Friday, 6 May 2011

The SNP Heartlands?

Going to bed early on Holyrood election night (to get up early) was always a controversial strategy but in many ways it was a fitting end to a sleepy campaign in my constituency (Motherwell & Wishaw).

The dominance of Labour in this area is well known. No one thought it could change. No one. They were right, but only just.

Labour had an existing majority of 5,938 with 48.1% of the vote when the former First Minister Jack McConnell won the seat in 2007.

And today that majority has been reduced to only 587 with John Pentland winning the seat with 43.8% of the vote. That’s a massive 10.2% swing from Labour to SNP.

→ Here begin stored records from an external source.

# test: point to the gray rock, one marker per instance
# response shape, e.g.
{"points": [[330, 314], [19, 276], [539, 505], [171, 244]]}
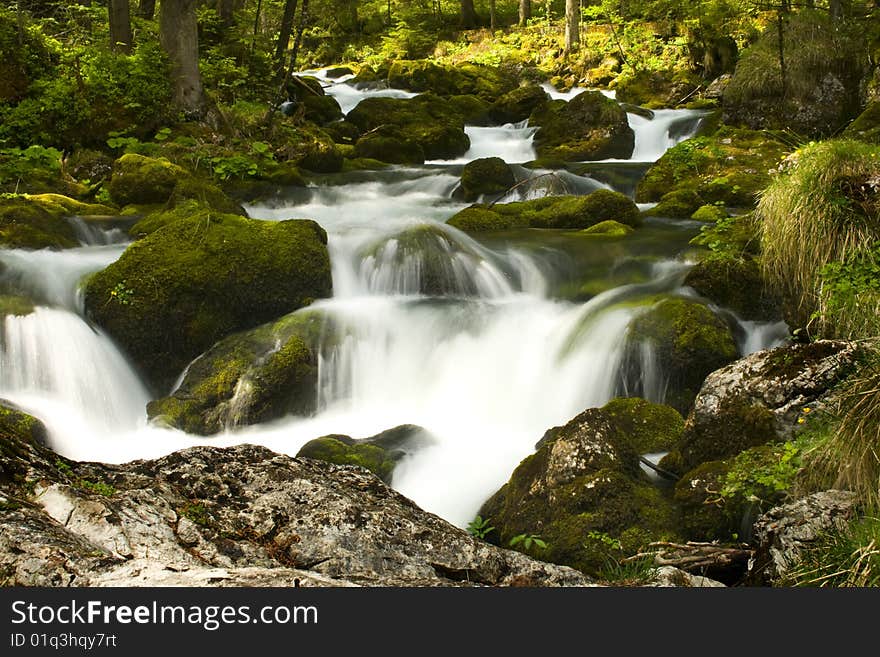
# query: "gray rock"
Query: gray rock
{"points": [[784, 531], [669, 576], [240, 516]]}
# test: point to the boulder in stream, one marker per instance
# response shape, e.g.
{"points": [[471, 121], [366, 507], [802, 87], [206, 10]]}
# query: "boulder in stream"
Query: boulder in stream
{"points": [[174, 293], [240, 516]]}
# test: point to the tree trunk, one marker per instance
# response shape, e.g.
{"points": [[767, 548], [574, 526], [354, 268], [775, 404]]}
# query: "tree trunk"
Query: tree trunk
{"points": [[178, 33], [525, 11], [468, 15], [147, 9], [285, 31], [572, 25], [120, 26]]}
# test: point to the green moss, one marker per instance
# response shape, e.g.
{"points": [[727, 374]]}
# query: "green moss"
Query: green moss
{"points": [[15, 306], [588, 127], [342, 450], [689, 340], [608, 228], [648, 427], [26, 223], [202, 277], [488, 175], [709, 213]]}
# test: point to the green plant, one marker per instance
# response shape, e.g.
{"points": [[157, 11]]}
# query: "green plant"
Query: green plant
{"points": [[479, 527], [526, 541]]}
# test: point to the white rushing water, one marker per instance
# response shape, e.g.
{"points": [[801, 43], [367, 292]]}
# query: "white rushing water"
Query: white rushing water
{"points": [[430, 327]]}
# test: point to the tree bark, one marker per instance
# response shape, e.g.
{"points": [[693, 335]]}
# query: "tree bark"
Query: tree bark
{"points": [[285, 31], [525, 11], [179, 36], [147, 9], [572, 25], [468, 14], [120, 26]]}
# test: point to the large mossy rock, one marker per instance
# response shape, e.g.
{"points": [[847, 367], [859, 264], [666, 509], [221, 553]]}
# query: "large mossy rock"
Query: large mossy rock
{"points": [[826, 62], [572, 212], [486, 175], [379, 454], [240, 516], [179, 290], [39, 221], [688, 342], [759, 399], [729, 167], [735, 284], [426, 121], [518, 105], [588, 127], [487, 82], [584, 481], [247, 378]]}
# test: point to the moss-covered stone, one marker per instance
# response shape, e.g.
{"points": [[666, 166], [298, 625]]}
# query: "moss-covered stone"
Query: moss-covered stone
{"points": [[688, 340], [426, 121], [729, 168], [29, 223], [198, 279], [487, 82], [518, 105], [247, 378], [388, 144], [583, 481], [608, 228], [575, 212], [379, 454], [588, 127], [487, 175], [139, 179], [709, 213], [15, 306], [736, 284], [649, 427], [866, 126]]}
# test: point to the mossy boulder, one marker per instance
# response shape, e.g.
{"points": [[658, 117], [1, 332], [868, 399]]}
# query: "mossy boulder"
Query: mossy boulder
{"points": [[573, 212], [487, 82], [608, 228], [388, 144], [656, 89], [735, 283], [486, 175], [426, 121], [518, 105], [142, 180], [760, 398], [688, 341], [15, 306], [584, 480], [823, 87], [174, 293], [28, 223], [247, 378], [648, 427], [588, 127], [379, 454], [729, 167], [866, 126]]}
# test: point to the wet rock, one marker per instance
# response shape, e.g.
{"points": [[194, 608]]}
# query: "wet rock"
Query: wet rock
{"points": [[759, 398], [784, 531], [239, 516], [588, 127]]}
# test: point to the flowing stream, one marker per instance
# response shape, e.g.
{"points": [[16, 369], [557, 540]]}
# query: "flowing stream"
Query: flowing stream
{"points": [[485, 343]]}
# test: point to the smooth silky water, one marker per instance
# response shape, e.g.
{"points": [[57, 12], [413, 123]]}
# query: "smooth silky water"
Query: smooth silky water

Elsewhere in the heartlands it was a similar yet unexpected story with the Labour vote collapsing. John Mason took the Glasgow Shettleston constituency for the SNP with an extraordinary 12.6% swing from Labour’s front bench stalwart Frank McAveety.

The SNP’s James Dornan took the Glasgow Cathcart constituency, Sandra White took the Glasgow Kelvin constituency from another Labour front bencher Pauline McNeill and Bill Butler secured the Glasgow Anniesland constituency.

The “political tsunami” continued with the loss of East Kilbride, Hamilton and Airdrie and the subsequent departure of heavy hitters such as Andy Kerr and Tom McCabe. In Hamilton the swing to the SNP was 11%, 6.6% in East Kilbride & 5.5% in Airdrie where Alex Neil won 50% of the vote.

This is a new epoch; the tectonic political plates are shifting. We could be looking at an overall SNP majority in an electoral system that was designed to prevent majorities.

One thing we do know is this: these are Labour’s heartlands no more.